XLSX.jl
XLSX.jl copied to clipboard
Cannot open file (failed to parse internal XML file)
I'm not quite sure what the problem is here, but I've encountered a file that I am not able to open! Luckily the file is public so maybe somebody can figure this out. Link: https://www.aqr.com/-/media/AQR/Documents/Insights/Data-Sets/Quality-Minus-Junk-Factors-Monthly.xlsx
With that file downloaded, I try this:
df = @chain begin
XLSX.readtable("Quality-Minus-Junk-Factors-Monthly.xlsx", "QMJ Factors","A:AE";first_row=19,infer_eltypes=true)
DataFrame
transform("DATE"=>ByRow(d->Date(d,dateformat"m/d/Y"))=>"DATE")

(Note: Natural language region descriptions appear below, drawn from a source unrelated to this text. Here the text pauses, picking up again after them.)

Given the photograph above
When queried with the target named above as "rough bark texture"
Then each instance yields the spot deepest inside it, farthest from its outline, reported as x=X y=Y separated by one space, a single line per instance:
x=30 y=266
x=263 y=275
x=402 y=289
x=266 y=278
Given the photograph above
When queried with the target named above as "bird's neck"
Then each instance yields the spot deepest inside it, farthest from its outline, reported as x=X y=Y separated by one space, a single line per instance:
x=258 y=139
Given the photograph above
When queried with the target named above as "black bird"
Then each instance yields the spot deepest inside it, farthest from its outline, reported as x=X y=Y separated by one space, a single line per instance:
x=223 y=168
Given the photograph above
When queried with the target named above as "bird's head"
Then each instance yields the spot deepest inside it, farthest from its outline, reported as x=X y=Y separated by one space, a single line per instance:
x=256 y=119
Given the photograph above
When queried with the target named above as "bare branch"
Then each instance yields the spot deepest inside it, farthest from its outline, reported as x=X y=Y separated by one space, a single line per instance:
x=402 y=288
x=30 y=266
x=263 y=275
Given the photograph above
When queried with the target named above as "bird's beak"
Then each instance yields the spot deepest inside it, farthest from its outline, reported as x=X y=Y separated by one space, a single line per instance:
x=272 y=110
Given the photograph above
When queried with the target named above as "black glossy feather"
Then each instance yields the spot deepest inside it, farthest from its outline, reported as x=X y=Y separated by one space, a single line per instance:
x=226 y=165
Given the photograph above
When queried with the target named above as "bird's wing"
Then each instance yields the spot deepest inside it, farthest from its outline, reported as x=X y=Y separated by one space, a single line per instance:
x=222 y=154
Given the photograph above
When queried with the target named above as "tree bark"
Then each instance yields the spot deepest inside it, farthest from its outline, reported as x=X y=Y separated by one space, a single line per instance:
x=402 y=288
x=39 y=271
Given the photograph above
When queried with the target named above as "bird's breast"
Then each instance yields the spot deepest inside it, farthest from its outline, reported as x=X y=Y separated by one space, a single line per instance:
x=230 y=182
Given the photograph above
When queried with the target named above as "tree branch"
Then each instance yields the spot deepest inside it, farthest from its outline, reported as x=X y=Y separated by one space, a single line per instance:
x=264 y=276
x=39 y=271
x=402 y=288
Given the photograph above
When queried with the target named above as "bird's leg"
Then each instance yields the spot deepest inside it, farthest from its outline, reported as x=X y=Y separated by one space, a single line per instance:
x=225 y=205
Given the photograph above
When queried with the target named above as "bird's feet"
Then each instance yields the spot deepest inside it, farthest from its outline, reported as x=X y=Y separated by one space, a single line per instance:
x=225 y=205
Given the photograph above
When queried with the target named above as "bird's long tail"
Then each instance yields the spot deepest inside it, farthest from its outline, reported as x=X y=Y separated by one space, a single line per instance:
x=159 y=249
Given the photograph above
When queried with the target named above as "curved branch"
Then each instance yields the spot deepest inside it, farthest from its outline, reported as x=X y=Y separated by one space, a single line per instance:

select("DATE","USA"=>"QMJ")
end
But get the error
┌ Error: Failed to parse internal XML file `_rels/.rels`
└ @ XLSX C:\Users\beasont\.julia\packages\XLSX\we7i6\src\read.jl:446
ERROR: EOFError: read end of file
Stacktrace:
[1] read!
@ ZipFile C:\Users\beasont\.julia\packages\ZipFile\evaHP\src\Zlib.jl:299 [inlined]
[2] unsafe_read(f::ZipFile.ReadableFile, p::Ptr{UInt8}, n::UInt64)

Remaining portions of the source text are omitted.